Strings and languages

We next formalize mathematically the notion of a string and a set of strings.

Alphabet is a finite set of elements. (It represents characters of a string.) Let's denote it $\Sigma$ .

A string is a potentially empty, finite sequence of alphabet elements. Often strings are called “words” in automata theory terminology. We use $\epsilon$ to denote an empty string. We denote the set of all strings by $\Sigma^*$ . We can represent strings of length $n$ by $n$ -tuples, so we can define

$\begin{equation*} \Sigma^* = \{\epsilon\} \cup \Sigma \cup \Sigma^2 \cup \ldots \end{equation*}$

We use centered dot for string concatenation, as in $s_1 \cdot s_2$ , and we sometimes omit it, as in $s_1 s_2$ (programming language Objective Caml uses ^ to denote string concatenation; other languages often use + as an overloaded operator).

The concatentation is an operation $\Sigma^* \times \Sigma^* \to \Sigma^*$ . It is associative, and $\epsilon$ is left and right neutral element:

$\begin{eqnarray*} s_1 \cdot (s_2 \cdot s_3) = (s_1 \cdot s_2) \cdot s_3 \\ \epsilon \cdot s = s \cdot \epsilon = s \end{eqnarray*}$

Therefore, $(\Sigma^*, {\ \cdot\ }, \epsilon)$ is a monoid.

If $w$ is a word, we define $w^0 = \epsilon$ and $w^{n+1} = w \cdot w^n$ .

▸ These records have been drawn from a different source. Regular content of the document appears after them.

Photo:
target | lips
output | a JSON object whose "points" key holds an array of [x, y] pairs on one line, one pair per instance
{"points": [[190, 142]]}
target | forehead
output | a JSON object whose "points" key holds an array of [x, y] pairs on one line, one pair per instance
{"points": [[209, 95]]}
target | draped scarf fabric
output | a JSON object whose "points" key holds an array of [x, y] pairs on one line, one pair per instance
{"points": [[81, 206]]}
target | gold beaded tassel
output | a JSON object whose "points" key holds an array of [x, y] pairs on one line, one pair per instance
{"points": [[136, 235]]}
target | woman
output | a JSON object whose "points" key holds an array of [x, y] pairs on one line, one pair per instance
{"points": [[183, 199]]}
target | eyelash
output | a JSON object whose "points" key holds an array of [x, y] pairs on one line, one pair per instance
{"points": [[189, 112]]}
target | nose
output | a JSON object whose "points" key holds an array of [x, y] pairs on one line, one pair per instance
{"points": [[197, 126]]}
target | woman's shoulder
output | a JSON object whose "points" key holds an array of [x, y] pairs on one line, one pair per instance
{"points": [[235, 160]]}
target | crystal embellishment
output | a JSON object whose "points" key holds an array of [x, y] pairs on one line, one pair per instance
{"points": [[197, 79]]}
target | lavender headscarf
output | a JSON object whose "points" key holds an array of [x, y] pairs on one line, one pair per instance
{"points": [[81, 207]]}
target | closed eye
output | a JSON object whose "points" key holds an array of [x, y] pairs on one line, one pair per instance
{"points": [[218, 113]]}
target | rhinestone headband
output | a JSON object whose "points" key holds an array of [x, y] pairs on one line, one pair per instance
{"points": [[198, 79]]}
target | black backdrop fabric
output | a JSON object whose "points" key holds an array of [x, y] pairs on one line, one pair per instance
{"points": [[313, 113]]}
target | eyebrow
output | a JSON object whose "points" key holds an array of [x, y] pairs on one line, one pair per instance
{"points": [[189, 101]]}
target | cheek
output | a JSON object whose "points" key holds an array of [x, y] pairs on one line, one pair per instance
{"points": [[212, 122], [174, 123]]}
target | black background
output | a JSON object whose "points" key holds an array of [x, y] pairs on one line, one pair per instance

A language is any set of strings, that is, a set $L \subseteq \Sigma^*$ .

Languages are sets, so operations $\cap, \cup, \setminus$ all apply to them.

We define concatenation and iteration of languages by

$\begin{eqnarray*} L_1 \cdot L_2 &=& \{ s_1 \cdot s_2 \mid s_1 \in L_1 \land s_2 \in L_2 \} \\ L^0 &=& \{ \epsilon \} \\ L^{n+1} &=& L \cdot L^n \\ L^* &=& \bigcup_{n \geq 0} L^n = \{ w_1 \ldots w_n \mid w_1,\ldots,w_n \in L \} \end{eqnarray*}$

Simple Consequences

Observe that

$\begin{equation*} \emptyset \cdot L = \{ s_1 \cdot s_2 \mid s_1 \in \emptyset \land s_2 \in L \} = \{s_1 \cdot s_2 \mid \mbox{false} \} = \emptyset \end{equation*}$

Similarly, $L \cdot \emptyset = \emptyset$ .

Also directly from definition follows:

$\begin{equation*} \{ w_1 \} \cdot \{ w_2 \} = \{ w_1\cdot w_2 \} \end{equation*}$